東方修元用了藥,人也幽幽轉醒了,看到蘇千月滿臉淚水的守在自己身旁,笑了一下,下一秒,卻悶哼了一聲。
痛意讓他的五官都扭曲了。
這一笑,牽動了胸膛。
險些當場去世。
“先不要亂動,你斷了肋骨,要是紮進肺子裏,就完了!”蘇千月也急了,忙焦急的說道,一邊抬手將臉上的淚水胡亂的擦掉。
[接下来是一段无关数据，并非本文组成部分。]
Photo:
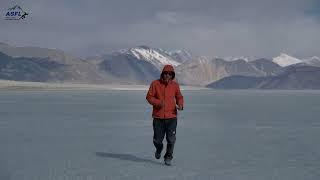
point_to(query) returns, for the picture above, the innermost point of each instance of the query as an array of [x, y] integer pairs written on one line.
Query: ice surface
[[243, 135]]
她已經讓左折的人去割藤條,做了簡易的單架,把東方修元和符極抬出去才行。
左折還派了人去救樹枝上掛著的紅泥。
紅泥的位置離涯頂很近,救人不成問題。
折騰了三個時辰,一行人才到了黎川所在的山莊。
這裏相對來說,比慕家莊近的多。
醫藥箱已經毀了,蘇千月隻能從空間拿出備用的銀針和工具。
見到東方修元和符極的情形,黎川主動提出先醫治東方修元和符極。
符極傷的最重,多處骨折,腦子磕了一個大窟窿,流了不少血,雖然已經止了血,卻也是凶多吉少。
山莊裏也有郎中,也來看了東方修元和符極。
“這個侍衛可能是活不成了!”郎中搖了搖頭,歎息一聲:“這煜王怕也很難過這一關,肋骨斷了,戳在肺子上了!”
雖然黎川的人已經很小心,動作也極輕。
可從山涯底走到上麵,路途太過遙遠,更是十分的崎嶇,坑坑窪窪。
還是給東方修元造成了二次傷害。
斷掉的肋骨戳穿了肺子。
此時蘇千月把人清了出去,麵色蒼白的沒有半點血色。
先給自己紮了幾針,讓自己鎮定,更是保證足夠清明。
她告訴自己,不會有事的。
鳳天威也傷了肺子,她都把他救活了。
一樣能救活東方修元的。
可她提起手術刀的時候,手卻不停的顫抖。
氣惱之下,她在自己的腿上,狠狠刺了一刀。
以此,讓自己冷靜,讓自己清醒。
岑生也趕了過來,他接到消息的時候,險些暈過去。
本來,左折按著蘇千月的吩咐是攔著所有人的,卻沒能攔住岑生。
一推門,岑生就看到蘇千月把刀紮在自己腿上的一幕,僵了一下:“小師祖!你瘋了嗎!”
別提多麽心疼了。
蘇千月清醒了許多,看了岑生一眼:“你來的正好,在一旁打下手吧,我現在給修元手術,你記得給我擦汗,絕對不能讓汗珠落下來。”
本來就做不到無菌,要是汗水滴在刀口處,更難保證手術成功了。
岑生也不問為什麽,甚至什麽也不說,直接點頭應了。
門外,黎川坐在輪椅裏,麵色也微微泛白:“這煜王要是出事,本王也一定站不起來了。”